In 2010, under the Law on Access to Documents of the Former State Security and the Former Intelligence Department of the General Staff, I again reviewed the cadastral archives available to me, lustrating myself, requesting a letter certifying that no information had been found. I have cooperated or been recruited by the services of the totalitarian regime in any form.

Over the years, I have not experienced myself as an “active fighter against the Libyan Jamahiriya”, but with the case of innocent Bulgarian medical workers, the gossip about their personalities, our national Bulgarian dignity, justice, over 400 infected Libyan children and their families, as well as many Compatriots and people from all over the world have signed online petitions and other gestures of sympathy for a fair outcome of the case. In 2005, however, being on a short-term specialization for comparative analysis between Bulgarian and Geneva legislation on religious rights and freedoms with temporary accreditation to the press center at the Palais des Nations in Geneva, I mobilized as an Orthodox clergyman. the Bulgarian lobby in the World Council of Churches in Geneva, with the active support of the Help the Needy Foundation – Plovdiv and the intercession of the great Bulgarian church historian and former longtime Deputy Secretary General of the WCC prof.
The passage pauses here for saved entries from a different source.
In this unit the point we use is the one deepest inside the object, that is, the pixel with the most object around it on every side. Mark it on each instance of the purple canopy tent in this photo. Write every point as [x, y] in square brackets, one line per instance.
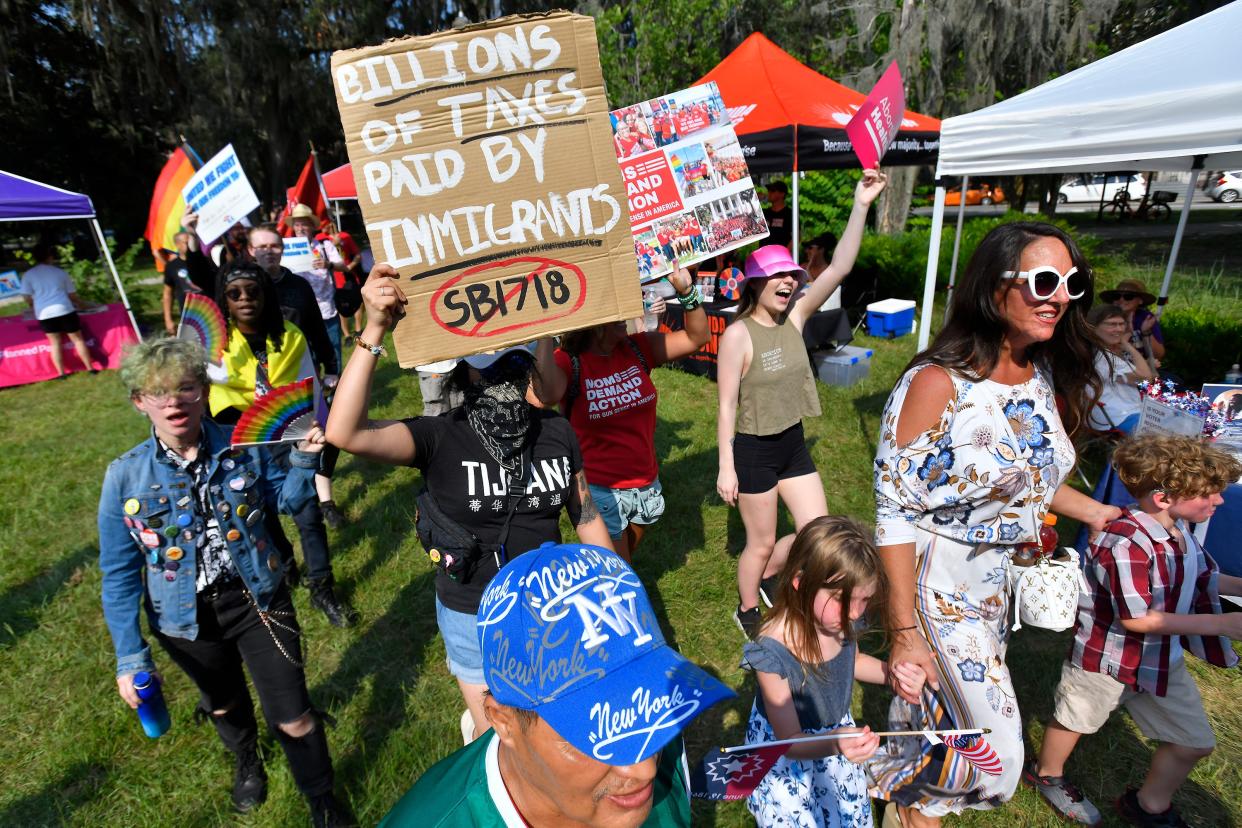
[25, 200]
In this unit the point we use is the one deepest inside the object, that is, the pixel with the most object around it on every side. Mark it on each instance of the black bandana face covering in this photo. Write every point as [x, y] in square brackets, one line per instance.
[497, 410]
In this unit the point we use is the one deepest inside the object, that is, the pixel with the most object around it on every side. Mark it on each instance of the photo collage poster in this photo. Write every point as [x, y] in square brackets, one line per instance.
[688, 189]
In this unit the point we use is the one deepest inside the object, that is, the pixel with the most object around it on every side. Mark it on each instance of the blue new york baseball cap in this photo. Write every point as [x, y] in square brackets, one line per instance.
[568, 631]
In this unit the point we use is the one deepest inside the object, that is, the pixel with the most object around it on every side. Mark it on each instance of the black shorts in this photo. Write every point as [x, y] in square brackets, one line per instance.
[761, 462]
[66, 324]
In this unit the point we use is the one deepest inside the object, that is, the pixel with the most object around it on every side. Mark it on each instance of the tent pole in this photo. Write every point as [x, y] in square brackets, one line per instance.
[956, 245]
[116, 277]
[933, 263]
[794, 231]
[1176, 242]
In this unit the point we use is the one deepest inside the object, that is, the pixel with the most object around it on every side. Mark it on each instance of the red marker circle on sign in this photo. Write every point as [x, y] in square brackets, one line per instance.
[475, 306]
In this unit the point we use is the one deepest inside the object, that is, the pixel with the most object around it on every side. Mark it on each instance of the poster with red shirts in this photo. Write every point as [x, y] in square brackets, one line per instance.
[688, 189]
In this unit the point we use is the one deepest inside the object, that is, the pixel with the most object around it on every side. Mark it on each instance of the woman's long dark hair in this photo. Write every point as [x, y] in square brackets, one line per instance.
[271, 322]
[970, 342]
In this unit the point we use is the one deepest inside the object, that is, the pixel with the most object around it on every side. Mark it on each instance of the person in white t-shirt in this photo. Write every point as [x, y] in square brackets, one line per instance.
[51, 293]
[1120, 368]
[306, 225]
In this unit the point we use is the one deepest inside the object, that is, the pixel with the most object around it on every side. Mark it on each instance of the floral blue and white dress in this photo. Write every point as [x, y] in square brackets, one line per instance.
[964, 493]
[829, 792]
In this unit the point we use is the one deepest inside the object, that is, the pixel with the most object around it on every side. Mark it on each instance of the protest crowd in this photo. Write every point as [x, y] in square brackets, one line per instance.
[573, 703]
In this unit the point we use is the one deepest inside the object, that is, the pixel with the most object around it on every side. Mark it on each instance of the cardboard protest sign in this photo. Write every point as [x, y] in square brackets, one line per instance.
[10, 284]
[687, 184]
[876, 123]
[221, 195]
[297, 257]
[486, 175]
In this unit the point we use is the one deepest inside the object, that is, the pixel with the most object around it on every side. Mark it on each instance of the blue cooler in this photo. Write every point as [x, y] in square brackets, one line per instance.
[891, 318]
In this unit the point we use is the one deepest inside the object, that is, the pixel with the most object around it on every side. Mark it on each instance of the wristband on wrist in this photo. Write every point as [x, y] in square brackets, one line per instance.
[376, 350]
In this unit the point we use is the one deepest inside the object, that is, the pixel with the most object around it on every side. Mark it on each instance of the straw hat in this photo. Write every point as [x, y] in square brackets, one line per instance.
[1128, 286]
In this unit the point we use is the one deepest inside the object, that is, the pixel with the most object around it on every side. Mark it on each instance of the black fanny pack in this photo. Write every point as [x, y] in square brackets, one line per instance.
[453, 549]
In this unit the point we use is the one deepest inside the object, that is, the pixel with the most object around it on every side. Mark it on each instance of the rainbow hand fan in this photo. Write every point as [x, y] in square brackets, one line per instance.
[286, 414]
[201, 322]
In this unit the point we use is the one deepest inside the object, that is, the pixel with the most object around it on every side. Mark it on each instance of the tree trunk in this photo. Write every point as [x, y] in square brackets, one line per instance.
[894, 201]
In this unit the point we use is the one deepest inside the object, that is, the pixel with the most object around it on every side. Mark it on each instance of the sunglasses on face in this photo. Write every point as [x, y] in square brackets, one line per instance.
[1045, 281]
[234, 294]
[186, 394]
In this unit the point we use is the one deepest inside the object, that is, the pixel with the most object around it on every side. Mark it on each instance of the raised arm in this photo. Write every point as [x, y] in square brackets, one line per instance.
[349, 428]
[730, 364]
[871, 185]
[679, 344]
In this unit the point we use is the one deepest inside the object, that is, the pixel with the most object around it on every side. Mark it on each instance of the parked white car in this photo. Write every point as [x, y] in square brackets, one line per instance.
[1087, 186]
[1227, 186]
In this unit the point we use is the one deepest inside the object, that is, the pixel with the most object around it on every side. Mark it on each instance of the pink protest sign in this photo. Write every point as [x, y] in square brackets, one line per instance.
[874, 126]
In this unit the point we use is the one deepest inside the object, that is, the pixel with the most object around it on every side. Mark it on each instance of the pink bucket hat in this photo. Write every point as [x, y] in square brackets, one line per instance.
[771, 260]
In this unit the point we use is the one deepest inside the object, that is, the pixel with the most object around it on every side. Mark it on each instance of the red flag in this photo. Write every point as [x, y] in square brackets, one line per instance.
[733, 776]
[309, 191]
[976, 751]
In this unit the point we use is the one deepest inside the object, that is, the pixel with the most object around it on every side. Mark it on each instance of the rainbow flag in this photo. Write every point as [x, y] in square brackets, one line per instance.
[164, 219]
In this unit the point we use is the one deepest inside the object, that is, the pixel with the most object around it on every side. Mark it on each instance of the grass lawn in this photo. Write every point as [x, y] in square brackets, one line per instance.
[73, 752]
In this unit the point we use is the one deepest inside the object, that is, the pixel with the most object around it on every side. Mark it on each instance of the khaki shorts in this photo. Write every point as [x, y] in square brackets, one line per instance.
[1084, 702]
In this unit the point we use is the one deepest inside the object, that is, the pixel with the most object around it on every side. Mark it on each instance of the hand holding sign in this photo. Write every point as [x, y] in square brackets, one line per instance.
[876, 123]
[384, 298]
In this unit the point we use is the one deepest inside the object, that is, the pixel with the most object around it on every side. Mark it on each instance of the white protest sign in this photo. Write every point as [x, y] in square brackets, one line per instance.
[297, 257]
[221, 195]
[1159, 418]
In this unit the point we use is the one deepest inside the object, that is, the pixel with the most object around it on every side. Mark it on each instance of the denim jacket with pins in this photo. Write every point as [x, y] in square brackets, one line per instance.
[149, 534]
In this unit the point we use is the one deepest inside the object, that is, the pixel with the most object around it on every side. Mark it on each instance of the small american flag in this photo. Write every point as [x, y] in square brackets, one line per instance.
[733, 776]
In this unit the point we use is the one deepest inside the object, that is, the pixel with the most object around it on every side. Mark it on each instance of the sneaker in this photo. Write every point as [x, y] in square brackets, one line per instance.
[768, 590]
[1062, 796]
[332, 515]
[323, 598]
[1130, 811]
[250, 781]
[748, 621]
[328, 812]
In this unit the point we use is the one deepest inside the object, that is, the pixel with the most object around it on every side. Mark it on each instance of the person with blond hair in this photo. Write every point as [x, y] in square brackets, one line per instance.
[1154, 595]
[181, 534]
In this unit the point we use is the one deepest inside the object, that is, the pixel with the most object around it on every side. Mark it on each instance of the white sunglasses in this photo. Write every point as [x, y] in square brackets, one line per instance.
[1045, 281]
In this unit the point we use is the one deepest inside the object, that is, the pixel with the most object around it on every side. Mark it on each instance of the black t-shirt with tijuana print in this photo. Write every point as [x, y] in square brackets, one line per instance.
[472, 489]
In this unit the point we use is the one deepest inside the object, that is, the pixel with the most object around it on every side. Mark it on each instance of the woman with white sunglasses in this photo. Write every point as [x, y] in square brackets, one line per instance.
[973, 454]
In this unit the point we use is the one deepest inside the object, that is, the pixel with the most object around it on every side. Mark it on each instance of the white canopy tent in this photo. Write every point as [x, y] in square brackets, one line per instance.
[1173, 102]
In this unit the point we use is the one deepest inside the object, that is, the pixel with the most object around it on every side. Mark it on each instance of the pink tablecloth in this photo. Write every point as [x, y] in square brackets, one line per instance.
[25, 355]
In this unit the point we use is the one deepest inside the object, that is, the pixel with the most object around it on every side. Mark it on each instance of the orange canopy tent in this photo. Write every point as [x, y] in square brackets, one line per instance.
[789, 117]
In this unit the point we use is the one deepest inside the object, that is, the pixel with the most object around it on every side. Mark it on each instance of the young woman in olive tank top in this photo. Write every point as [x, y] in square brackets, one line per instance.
[766, 387]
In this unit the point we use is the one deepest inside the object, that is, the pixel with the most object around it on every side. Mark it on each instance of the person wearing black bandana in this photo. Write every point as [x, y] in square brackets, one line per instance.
[496, 466]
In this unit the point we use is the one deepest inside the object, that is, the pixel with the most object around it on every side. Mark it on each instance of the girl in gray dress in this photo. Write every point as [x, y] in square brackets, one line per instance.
[805, 659]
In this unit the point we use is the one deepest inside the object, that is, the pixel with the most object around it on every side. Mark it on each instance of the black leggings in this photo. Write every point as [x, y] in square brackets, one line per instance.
[231, 634]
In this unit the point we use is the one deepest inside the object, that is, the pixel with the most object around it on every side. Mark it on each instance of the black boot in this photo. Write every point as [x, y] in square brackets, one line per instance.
[323, 598]
[250, 781]
[332, 514]
[329, 812]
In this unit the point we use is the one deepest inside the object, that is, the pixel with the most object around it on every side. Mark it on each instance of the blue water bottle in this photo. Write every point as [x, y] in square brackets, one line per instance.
[152, 710]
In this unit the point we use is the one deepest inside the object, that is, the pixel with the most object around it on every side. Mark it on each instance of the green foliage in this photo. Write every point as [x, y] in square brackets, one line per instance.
[1204, 342]
[825, 201]
[898, 263]
[91, 277]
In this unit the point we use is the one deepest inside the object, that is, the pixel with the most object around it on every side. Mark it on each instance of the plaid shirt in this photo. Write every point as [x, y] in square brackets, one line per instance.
[1135, 566]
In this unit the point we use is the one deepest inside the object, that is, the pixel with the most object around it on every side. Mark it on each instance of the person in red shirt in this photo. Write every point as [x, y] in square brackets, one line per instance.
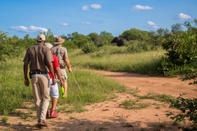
[54, 90]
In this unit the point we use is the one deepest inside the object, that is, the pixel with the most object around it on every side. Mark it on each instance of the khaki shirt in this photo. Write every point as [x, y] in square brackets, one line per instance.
[39, 57]
[61, 53]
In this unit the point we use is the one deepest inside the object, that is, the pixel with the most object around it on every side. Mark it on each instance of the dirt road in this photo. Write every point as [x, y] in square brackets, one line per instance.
[111, 116]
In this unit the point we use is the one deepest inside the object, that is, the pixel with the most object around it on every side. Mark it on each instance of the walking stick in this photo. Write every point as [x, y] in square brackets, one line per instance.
[76, 83]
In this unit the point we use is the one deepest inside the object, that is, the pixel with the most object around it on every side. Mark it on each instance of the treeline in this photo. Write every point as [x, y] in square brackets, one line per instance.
[180, 44]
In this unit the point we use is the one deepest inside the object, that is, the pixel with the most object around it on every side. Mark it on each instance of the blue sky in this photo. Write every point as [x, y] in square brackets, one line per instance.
[63, 17]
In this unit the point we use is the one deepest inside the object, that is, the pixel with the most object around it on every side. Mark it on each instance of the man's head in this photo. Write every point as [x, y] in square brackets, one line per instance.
[58, 40]
[48, 45]
[41, 38]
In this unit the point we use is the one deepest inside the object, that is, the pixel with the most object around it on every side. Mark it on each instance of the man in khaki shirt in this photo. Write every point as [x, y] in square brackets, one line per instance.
[40, 59]
[62, 55]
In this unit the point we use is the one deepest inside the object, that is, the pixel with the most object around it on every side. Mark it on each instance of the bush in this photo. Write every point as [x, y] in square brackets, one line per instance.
[89, 47]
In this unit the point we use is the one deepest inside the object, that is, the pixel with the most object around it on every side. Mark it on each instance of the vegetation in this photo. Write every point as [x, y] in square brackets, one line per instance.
[160, 52]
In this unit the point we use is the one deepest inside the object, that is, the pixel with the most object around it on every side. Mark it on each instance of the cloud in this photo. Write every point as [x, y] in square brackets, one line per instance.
[141, 7]
[92, 6]
[183, 16]
[29, 29]
[63, 24]
[95, 6]
[152, 25]
[85, 23]
[85, 7]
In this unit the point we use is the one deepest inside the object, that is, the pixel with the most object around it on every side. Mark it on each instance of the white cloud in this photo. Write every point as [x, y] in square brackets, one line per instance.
[183, 16]
[141, 7]
[63, 24]
[85, 23]
[85, 7]
[95, 6]
[152, 25]
[29, 29]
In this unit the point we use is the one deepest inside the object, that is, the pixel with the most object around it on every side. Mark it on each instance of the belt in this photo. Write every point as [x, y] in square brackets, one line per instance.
[33, 73]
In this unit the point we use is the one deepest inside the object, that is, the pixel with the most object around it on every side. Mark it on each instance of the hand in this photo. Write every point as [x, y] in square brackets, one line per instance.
[53, 81]
[70, 70]
[26, 82]
[61, 82]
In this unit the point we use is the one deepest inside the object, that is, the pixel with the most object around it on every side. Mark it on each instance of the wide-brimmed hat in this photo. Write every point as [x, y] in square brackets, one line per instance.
[41, 37]
[48, 45]
[59, 40]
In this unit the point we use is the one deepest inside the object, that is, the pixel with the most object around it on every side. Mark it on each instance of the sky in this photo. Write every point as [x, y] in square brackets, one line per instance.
[63, 17]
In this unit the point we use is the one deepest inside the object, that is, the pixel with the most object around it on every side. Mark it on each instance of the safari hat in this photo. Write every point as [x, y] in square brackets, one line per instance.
[41, 37]
[59, 40]
[48, 45]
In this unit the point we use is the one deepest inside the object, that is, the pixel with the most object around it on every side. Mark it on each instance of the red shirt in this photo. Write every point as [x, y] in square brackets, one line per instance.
[55, 65]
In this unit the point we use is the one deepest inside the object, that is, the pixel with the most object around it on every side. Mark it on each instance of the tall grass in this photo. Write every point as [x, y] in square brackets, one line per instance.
[144, 62]
[95, 88]
[13, 92]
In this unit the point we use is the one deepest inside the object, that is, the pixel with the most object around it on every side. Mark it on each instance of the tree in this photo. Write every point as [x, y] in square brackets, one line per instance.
[176, 28]
[135, 34]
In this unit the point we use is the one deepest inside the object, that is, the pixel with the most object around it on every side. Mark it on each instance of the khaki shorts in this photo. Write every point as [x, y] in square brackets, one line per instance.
[63, 74]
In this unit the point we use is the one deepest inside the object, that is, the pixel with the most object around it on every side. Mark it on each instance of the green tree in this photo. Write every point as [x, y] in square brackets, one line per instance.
[176, 28]
[135, 34]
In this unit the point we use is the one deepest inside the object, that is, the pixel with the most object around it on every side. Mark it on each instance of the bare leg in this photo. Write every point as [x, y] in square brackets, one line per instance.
[65, 85]
[54, 103]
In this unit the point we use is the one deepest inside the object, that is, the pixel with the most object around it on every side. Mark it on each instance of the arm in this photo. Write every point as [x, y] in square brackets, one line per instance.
[50, 67]
[25, 71]
[68, 64]
[57, 69]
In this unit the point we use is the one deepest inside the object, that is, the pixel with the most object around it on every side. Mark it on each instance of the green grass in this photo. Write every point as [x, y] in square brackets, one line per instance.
[95, 88]
[144, 63]
[134, 104]
[13, 92]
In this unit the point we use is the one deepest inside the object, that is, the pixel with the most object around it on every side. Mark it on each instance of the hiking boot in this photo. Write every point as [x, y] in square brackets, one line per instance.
[53, 114]
[42, 123]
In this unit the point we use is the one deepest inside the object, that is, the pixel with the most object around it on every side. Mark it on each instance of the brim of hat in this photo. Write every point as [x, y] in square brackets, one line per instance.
[59, 42]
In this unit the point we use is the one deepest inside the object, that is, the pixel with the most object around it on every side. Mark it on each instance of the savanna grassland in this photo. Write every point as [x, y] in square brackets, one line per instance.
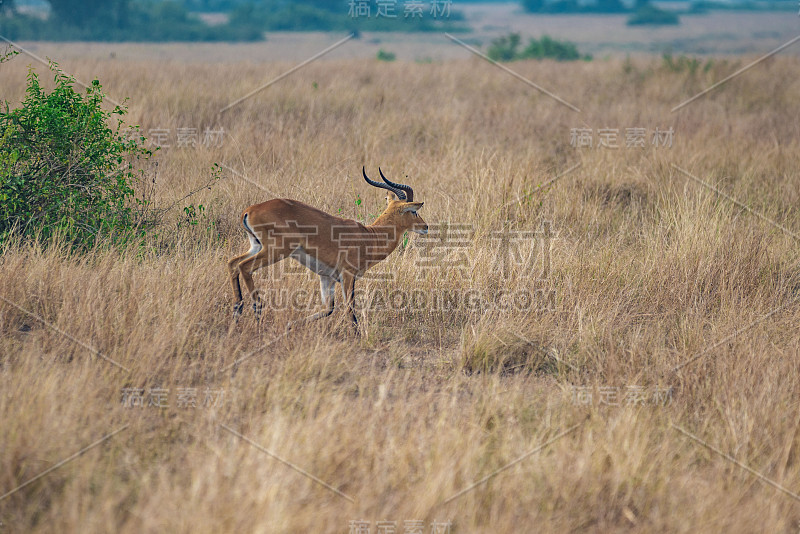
[649, 268]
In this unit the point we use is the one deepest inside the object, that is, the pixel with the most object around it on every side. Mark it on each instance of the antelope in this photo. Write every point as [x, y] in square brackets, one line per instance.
[337, 249]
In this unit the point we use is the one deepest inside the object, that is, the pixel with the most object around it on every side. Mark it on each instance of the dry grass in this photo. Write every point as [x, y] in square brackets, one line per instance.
[649, 268]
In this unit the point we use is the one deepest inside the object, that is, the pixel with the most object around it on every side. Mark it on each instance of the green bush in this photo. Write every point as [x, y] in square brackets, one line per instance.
[67, 167]
[507, 49]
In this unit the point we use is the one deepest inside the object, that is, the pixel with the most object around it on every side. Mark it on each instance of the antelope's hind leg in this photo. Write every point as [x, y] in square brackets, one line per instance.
[250, 265]
[233, 275]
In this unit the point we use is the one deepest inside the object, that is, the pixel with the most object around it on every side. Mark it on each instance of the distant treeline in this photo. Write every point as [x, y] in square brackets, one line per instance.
[172, 20]
[632, 6]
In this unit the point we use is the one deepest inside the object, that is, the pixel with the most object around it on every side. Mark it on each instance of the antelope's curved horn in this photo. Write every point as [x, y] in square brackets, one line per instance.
[397, 191]
[407, 189]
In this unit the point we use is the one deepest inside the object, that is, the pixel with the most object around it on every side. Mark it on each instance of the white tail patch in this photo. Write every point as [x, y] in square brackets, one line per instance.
[255, 244]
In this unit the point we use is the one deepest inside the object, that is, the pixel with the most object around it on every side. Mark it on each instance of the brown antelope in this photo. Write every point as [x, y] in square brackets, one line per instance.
[338, 250]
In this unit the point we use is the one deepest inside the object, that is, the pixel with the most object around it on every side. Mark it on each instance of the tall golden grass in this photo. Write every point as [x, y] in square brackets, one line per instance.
[649, 267]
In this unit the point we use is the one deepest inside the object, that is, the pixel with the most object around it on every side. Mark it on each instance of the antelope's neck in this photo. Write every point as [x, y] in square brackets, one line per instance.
[386, 236]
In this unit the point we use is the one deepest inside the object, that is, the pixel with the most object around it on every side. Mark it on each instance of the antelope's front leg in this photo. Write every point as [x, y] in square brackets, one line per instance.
[348, 288]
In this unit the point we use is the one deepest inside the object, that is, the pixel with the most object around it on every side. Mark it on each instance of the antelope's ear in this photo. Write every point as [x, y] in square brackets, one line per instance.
[412, 207]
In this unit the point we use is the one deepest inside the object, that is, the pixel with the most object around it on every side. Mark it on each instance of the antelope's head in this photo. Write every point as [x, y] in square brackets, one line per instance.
[401, 210]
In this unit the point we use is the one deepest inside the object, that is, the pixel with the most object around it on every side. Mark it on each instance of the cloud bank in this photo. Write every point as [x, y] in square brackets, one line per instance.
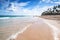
[28, 7]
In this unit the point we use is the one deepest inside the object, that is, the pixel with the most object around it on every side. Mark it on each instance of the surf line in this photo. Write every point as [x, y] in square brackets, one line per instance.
[54, 29]
[14, 36]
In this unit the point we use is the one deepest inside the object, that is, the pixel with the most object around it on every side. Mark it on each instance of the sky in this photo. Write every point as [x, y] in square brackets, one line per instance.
[26, 7]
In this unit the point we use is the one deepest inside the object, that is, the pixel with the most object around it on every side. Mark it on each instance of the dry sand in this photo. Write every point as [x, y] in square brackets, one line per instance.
[37, 31]
[9, 27]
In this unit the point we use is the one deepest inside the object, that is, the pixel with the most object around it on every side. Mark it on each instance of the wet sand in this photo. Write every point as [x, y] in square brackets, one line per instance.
[37, 31]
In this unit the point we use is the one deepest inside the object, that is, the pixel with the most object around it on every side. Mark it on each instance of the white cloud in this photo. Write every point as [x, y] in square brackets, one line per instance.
[37, 10]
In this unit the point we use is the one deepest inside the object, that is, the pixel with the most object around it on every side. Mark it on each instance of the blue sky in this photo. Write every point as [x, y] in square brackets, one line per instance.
[26, 7]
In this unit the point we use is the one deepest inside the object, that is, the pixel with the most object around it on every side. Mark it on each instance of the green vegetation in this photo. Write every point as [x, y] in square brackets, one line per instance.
[52, 11]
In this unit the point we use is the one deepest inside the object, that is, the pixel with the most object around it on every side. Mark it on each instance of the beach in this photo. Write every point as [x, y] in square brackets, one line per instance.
[29, 28]
[11, 26]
Todor Sabev (+ 2008), to support the cause of the Bulgarian nurses sentenced to death. By God’s will, on the most Bulgarian holiday, May 24, 2005, I had the honor to personally present to the Bulgarian Ambassador at the reception in the Permanent Mission of the Republic of Bulgaria to the UN a copy of the letter of Pastor Dr. Samuel Kobia, then Gen. Secretary of the World Council of Churches, to the Libyan leader M. al-Gaddafi, in which a request was made for mercy to the five Bulgarian and Palestinian doctors on behalf of all 347 member churches from over 120 countries on all continents, representing all Christian traditions.

To what extent this document has contributed to the favorable development of the fate of the six medics, whether our country has used it as a trump card in the negotiations with the Libyan side, I can not judge. For me, this was a kind of culmination of my personal “jihad”, a sacred struggle against the Libyan dictator.